Pes etmek yoktu ve daha sonra Gebze’nin ilçesi olan Darıca’yı yine sabahtan akşama kadar yürüyerek tüm kurumlarını gezdim ama yine sonuç aynıydı. Ayaklarıma kara sular inmişti. 3 yıl evvelinden teşhis konulan ve ameliyat gerektiren ciddi bir menüsküs vardı ayağımda.

DÖRT AY ÖNCE EŞİM TUTUKLANDI, 4 YAŞINDAKİ KIZIMLA BİRLİKTE HAPİSTE

Tam 1 yıl olmuştu ki bu sefer eşim Filiz Olgun’u tutukladılar. Mayıs 2019’da… Gebze kadın kapalı Cezaevinde kalıyor. Hayat mücadelesini 3 yıldır alnım ak, başım dik ve yılmadan, pes etmeden sürdüren bana bu imtihan çok ağır geldi. 4 ve 6 yaşlarında Yavuz ve İpek adında iki çocuğumuz var. Kızım İpek şu an annesinin yanında. Ayda 15-20 gün arasında annesiyle birlikte kalıyor. Yavuz 6 yaşına girdiği için annesinin yanına gidemiyor, neden gidemiyorum diye üzülüyor. Annesi gitti, kardeşi gitti, benim de onu bırakıp gideceğimden korkuyor. Psikolojisi bozuldu. Çocukların anneyi özlemeleri ve ağlamaları ve anneyi istemeleri karşısında çok zorlandım. Hatta onlar ağladıkça ben de ağladım. Çocuklar daha küçükler ve anneye ihtiyaçları var.

HIÇKIRA HIÇKIRA AĞLIYOR

Düşünün 4 yaşındaki kızım İpek, ben akşam mutfakta yemek hazırlamaya çalışırken arkamdan geliyor ve ‘babaaaa’ diyor. Ben de ‘Efendim kızım diyorum’ , ‘Babaaa ben annemi…’ derken hıçkıra hıçkıra ağlamaya başlıyor ve cümlesini tamamlayamıyor bana sarılıp cümlesinin geri kalan kısmını ‘…çok özledim’ diyerek ancak tamamlayabiliyor ve hıçkırıkları durmuyor. Ama nasıl bir ağlama, yok böyle bir şey. Gece onları yatırıyorum. Oğlum Yavuz bir anda yüzü değişmeye, ağzı yumuşamaya başlıyor ve başlıyor ağlamaya ‘Ben annemi özledim’ diye dökülüyor ağzından, gel de dayan.

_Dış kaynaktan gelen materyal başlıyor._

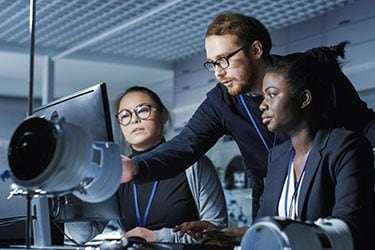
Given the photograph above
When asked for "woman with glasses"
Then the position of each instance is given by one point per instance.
(151, 210)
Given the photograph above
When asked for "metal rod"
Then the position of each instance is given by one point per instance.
(32, 44)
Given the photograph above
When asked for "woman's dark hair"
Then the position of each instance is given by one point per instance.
(350, 110)
(304, 72)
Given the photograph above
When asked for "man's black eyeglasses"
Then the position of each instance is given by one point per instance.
(142, 111)
(222, 62)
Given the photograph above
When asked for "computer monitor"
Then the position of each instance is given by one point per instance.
(89, 109)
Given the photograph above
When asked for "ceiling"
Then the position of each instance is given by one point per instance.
(153, 33)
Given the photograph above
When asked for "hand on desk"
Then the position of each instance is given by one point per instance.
(142, 232)
(227, 237)
(195, 228)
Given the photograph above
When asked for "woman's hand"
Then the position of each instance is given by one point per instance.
(142, 232)
(227, 237)
(129, 169)
(194, 228)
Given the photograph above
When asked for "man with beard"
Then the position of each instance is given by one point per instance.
(237, 49)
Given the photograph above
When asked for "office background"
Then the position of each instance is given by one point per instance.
(159, 44)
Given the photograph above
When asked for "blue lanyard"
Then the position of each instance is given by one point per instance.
(142, 223)
(294, 196)
(256, 126)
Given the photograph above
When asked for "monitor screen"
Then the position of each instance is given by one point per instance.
(89, 109)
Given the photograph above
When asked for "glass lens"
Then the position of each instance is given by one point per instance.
(210, 66)
(124, 117)
(222, 62)
(143, 112)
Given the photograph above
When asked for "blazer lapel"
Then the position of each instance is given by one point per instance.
(279, 169)
(312, 165)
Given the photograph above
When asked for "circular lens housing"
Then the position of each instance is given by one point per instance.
(31, 148)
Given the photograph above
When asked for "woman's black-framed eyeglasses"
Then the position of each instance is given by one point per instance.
(222, 62)
(142, 111)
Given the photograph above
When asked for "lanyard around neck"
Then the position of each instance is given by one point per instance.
(296, 187)
(142, 223)
(256, 126)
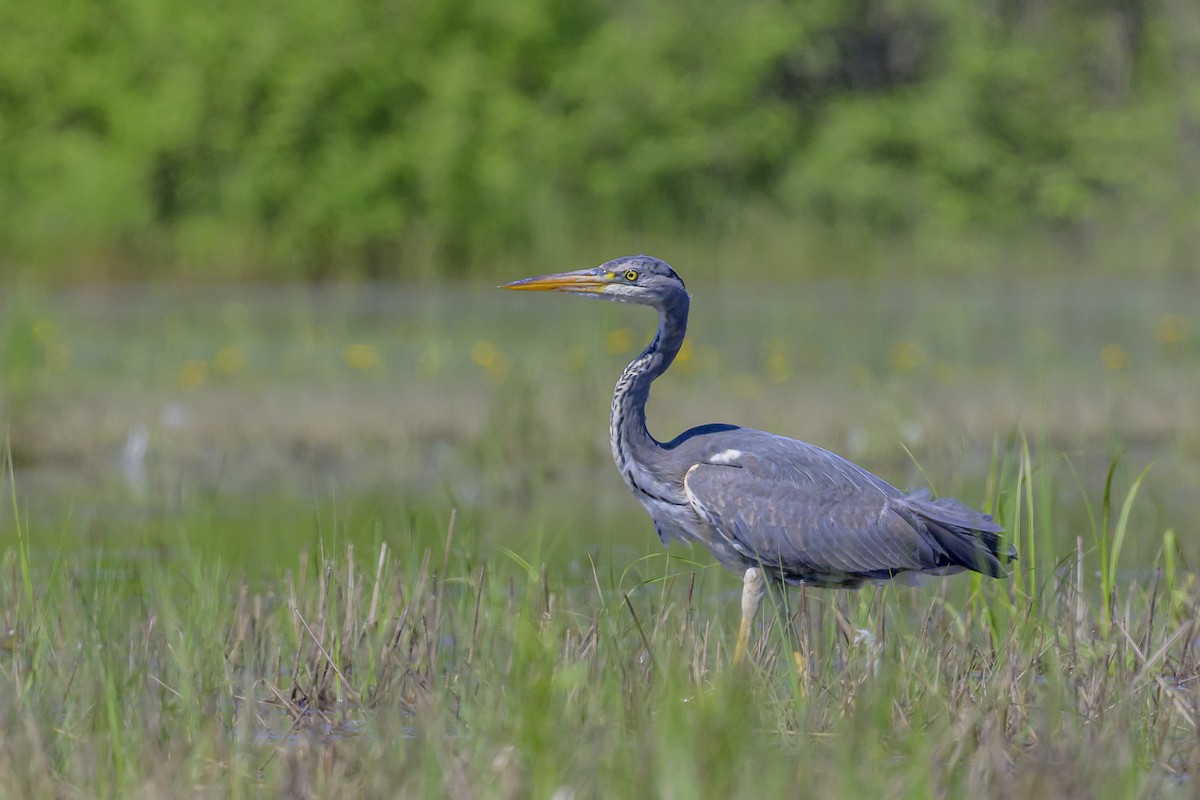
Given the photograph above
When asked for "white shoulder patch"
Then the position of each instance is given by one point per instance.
(725, 457)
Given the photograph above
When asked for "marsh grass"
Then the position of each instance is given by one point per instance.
(436, 665)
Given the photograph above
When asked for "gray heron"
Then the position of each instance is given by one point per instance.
(766, 506)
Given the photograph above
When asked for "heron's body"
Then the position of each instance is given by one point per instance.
(760, 501)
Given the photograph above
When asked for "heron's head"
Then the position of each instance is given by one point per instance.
(634, 278)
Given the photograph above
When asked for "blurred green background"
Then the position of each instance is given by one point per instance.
(923, 224)
(376, 138)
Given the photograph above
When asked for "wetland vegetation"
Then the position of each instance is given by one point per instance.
(348, 541)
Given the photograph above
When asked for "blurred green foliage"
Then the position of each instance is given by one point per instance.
(306, 139)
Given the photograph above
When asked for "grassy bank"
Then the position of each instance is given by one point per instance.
(424, 662)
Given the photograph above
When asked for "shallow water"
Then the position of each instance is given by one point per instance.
(274, 414)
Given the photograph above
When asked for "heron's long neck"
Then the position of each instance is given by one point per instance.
(633, 446)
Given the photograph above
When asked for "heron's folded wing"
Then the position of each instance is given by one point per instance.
(816, 525)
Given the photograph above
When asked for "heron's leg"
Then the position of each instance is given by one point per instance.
(753, 589)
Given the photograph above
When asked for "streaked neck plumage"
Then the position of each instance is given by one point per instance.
(633, 446)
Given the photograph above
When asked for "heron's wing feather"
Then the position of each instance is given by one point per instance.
(809, 512)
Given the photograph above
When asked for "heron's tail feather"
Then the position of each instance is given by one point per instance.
(969, 537)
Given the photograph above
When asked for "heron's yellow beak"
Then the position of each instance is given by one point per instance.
(580, 281)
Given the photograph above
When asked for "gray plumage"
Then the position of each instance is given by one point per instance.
(755, 499)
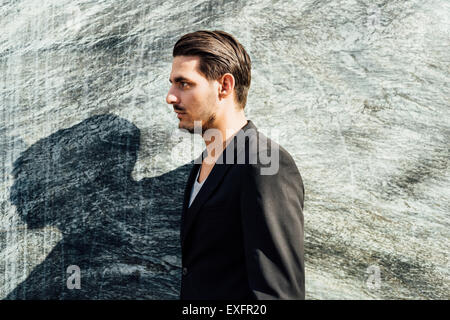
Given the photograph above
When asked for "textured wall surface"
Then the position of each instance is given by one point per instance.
(93, 170)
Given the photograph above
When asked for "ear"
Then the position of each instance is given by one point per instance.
(226, 85)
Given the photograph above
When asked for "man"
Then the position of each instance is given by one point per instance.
(242, 222)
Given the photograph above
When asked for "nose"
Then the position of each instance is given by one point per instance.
(171, 98)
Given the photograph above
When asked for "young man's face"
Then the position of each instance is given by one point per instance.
(193, 97)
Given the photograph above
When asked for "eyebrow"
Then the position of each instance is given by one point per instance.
(179, 79)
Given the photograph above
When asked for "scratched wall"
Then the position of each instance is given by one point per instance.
(93, 169)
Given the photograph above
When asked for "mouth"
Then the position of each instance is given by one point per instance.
(180, 114)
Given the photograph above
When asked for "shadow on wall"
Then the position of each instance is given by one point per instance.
(122, 234)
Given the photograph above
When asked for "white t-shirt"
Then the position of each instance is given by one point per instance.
(196, 187)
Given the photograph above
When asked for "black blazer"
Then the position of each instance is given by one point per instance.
(242, 237)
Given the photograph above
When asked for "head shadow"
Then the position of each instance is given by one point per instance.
(122, 233)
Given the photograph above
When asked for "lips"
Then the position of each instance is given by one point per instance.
(179, 114)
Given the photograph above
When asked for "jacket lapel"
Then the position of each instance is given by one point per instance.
(211, 183)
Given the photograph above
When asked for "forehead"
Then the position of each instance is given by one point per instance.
(187, 67)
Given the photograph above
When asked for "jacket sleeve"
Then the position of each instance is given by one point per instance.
(272, 222)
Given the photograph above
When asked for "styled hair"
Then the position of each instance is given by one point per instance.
(219, 53)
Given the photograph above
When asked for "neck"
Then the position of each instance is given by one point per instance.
(225, 128)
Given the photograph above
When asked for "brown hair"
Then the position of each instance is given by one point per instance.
(219, 53)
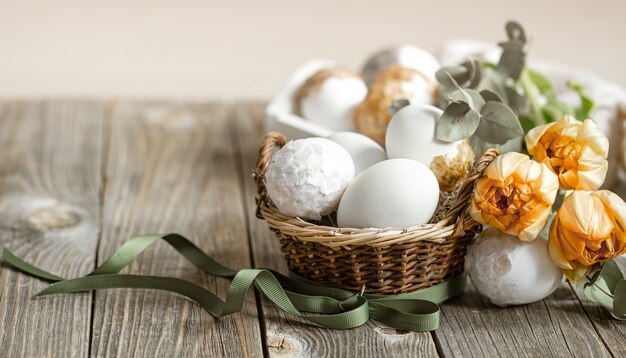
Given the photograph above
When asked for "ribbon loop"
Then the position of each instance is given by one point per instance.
(325, 306)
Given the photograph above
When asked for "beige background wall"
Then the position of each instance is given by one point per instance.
(247, 49)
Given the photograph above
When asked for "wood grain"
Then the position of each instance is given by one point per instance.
(172, 168)
(50, 180)
(611, 331)
(554, 327)
(289, 336)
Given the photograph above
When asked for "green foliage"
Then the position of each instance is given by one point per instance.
(607, 287)
(494, 104)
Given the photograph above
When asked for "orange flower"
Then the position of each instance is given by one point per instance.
(576, 151)
(588, 228)
(515, 195)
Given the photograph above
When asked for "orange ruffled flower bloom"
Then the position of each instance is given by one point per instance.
(515, 195)
(576, 151)
(587, 229)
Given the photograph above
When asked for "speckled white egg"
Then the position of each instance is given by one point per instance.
(396, 193)
(307, 177)
(405, 55)
(509, 271)
(329, 97)
(364, 151)
(411, 134)
(393, 83)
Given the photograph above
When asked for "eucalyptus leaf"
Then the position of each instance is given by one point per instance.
(619, 300)
(397, 105)
(474, 68)
(448, 75)
(488, 95)
(611, 275)
(552, 113)
(598, 292)
(498, 124)
(527, 123)
(470, 96)
(457, 122)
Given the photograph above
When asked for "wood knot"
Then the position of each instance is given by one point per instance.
(53, 218)
(281, 345)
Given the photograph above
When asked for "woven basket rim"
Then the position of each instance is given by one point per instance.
(454, 223)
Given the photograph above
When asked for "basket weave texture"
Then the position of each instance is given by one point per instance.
(372, 260)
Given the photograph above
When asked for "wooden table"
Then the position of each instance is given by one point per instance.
(79, 178)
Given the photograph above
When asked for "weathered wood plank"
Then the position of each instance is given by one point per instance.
(50, 180)
(172, 168)
(554, 327)
(286, 335)
(611, 331)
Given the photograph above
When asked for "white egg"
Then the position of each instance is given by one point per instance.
(329, 97)
(395, 193)
(307, 177)
(407, 56)
(509, 271)
(411, 134)
(364, 151)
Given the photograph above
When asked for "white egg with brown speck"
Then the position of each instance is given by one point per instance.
(396, 193)
(411, 134)
(329, 96)
(509, 271)
(395, 82)
(364, 151)
(307, 177)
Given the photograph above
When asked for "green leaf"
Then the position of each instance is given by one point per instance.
(474, 68)
(619, 300)
(498, 124)
(397, 105)
(512, 60)
(542, 83)
(552, 113)
(598, 292)
(469, 96)
(586, 103)
(457, 122)
(611, 275)
(465, 75)
(490, 96)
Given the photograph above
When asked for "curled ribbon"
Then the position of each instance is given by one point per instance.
(325, 306)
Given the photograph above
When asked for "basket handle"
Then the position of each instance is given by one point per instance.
(458, 212)
(271, 142)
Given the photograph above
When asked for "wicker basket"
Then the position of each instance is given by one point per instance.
(375, 261)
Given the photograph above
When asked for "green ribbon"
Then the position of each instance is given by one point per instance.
(324, 306)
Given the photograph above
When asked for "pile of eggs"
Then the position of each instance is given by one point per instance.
(350, 173)
(341, 99)
(389, 175)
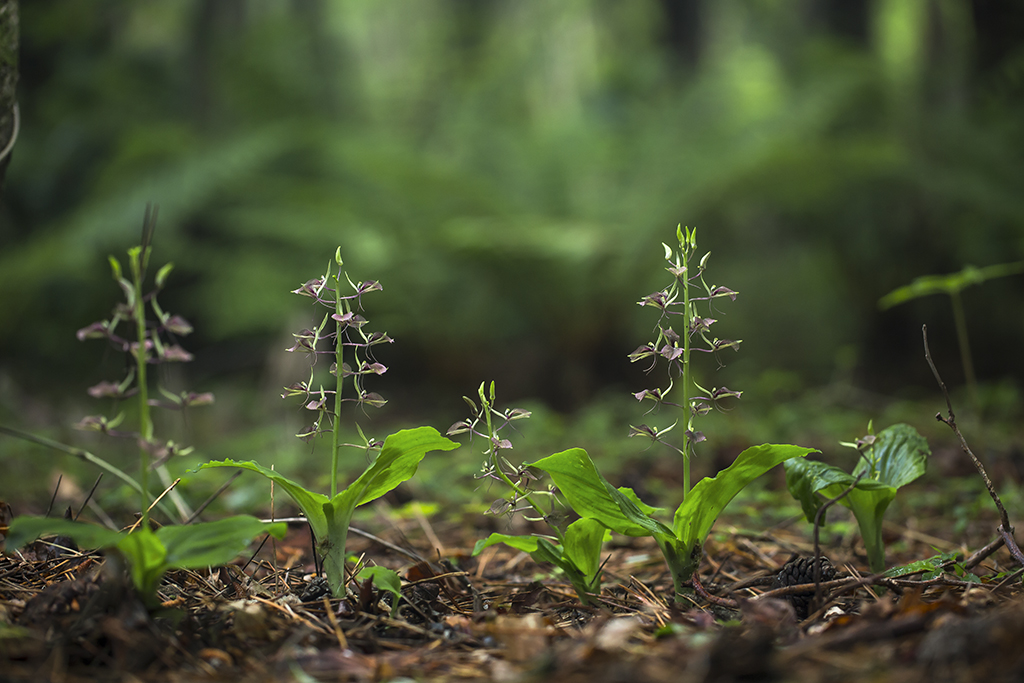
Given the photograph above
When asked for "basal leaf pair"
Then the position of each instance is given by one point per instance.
(329, 517)
(620, 510)
(894, 458)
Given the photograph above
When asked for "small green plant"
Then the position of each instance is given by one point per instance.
(150, 554)
(621, 510)
(147, 553)
(892, 459)
(574, 548)
(399, 454)
(951, 285)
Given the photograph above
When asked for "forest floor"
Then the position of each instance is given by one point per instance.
(71, 616)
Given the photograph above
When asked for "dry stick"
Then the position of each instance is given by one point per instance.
(154, 504)
(89, 497)
(1005, 530)
(53, 498)
(213, 497)
(817, 526)
(366, 535)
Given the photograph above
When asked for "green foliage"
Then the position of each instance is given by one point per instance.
(579, 558)
(151, 554)
(896, 457)
(592, 497)
(384, 580)
(950, 285)
(674, 347)
(329, 517)
(513, 158)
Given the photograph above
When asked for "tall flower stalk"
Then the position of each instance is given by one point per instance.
(675, 348)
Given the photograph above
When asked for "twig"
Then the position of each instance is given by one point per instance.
(53, 498)
(1005, 530)
(154, 504)
(89, 497)
(981, 554)
(72, 451)
(714, 599)
(366, 535)
(214, 497)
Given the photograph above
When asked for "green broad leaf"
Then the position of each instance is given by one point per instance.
(396, 462)
(526, 544)
(384, 580)
(583, 546)
(805, 477)
(950, 284)
(591, 496)
(868, 500)
(24, 530)
(210, 544)
(697, 513)
(643, 507)
(933, 563)
(868, 504)
(900, 455)
(309, 502)
(146, 559)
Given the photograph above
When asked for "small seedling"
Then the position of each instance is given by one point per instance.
(147, 553)
(150, 554)
(951, 286)
(398, 456)
(892, 459)
(573, 549)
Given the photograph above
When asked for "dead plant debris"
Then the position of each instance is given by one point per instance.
(72, 616)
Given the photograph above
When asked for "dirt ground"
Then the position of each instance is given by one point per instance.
(72, 616)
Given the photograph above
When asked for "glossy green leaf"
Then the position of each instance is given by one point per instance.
(697, 513)
(397, 462)
(868, 500)
(933, 563)
(591, 496)
(526, 544)
(146, 560)
(900, 455)
(584, 539)
(949, 284)
(309, 502)
(384, 580)
(210, 544)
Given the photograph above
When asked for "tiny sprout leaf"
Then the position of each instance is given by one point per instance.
(94, 331)
(178, 326)
(162, 274)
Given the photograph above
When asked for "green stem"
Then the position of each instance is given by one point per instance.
(339, 357)
(501, 473)
(685, 402)
(138, 258)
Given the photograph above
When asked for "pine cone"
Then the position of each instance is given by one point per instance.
(801, 570)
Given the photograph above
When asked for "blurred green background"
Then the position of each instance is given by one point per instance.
(508, 169)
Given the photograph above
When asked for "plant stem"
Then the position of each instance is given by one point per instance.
(339, 357)
(493, 453)
(685, 402)
(138, 257)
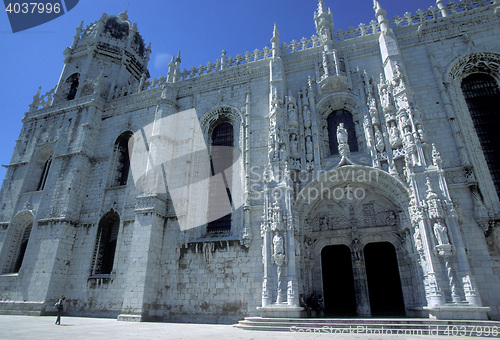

BİR YUMURTA DA ANNESİ İÇİN ALIYOR

Sabah kahvaltı hazırlıyorum, 3 yumurta alıyorum dolaptan. Bakıyorum ki 1 yumurta da İpek alıyor. ‘Kızım onu kime alıyorsun’ diyorum, bana verdiği cevap kurşun gibi: Anneme alıyorum. Sonrası daha kötü, çünkü annesinin olmadığını hatırlayınca yüzü ve gözleri düşüyor ve yumurtayı geri koyuyor. Gece uykularında her iki çocuğumun da rüyalarında defalarca kez “Anneee” diye hıçkıra hıçkıra ağlamalarına şahit oldum ve uyandırmaya çalıştığımda uyandıramadım inanır mısınız, kopmuyor rüyadan, hıçkıra hıçkıra ağlıyor ve sonunda uyandırıyorum. Daha enteresanı evde annelerinin sesini duyuyorlar ve koşa koşa evin odalarını arıyorlar, bana inanmıyorlar. Daha enteresanı kızım İpek gördüğünü dahi söylüyor. Gel de dayan.”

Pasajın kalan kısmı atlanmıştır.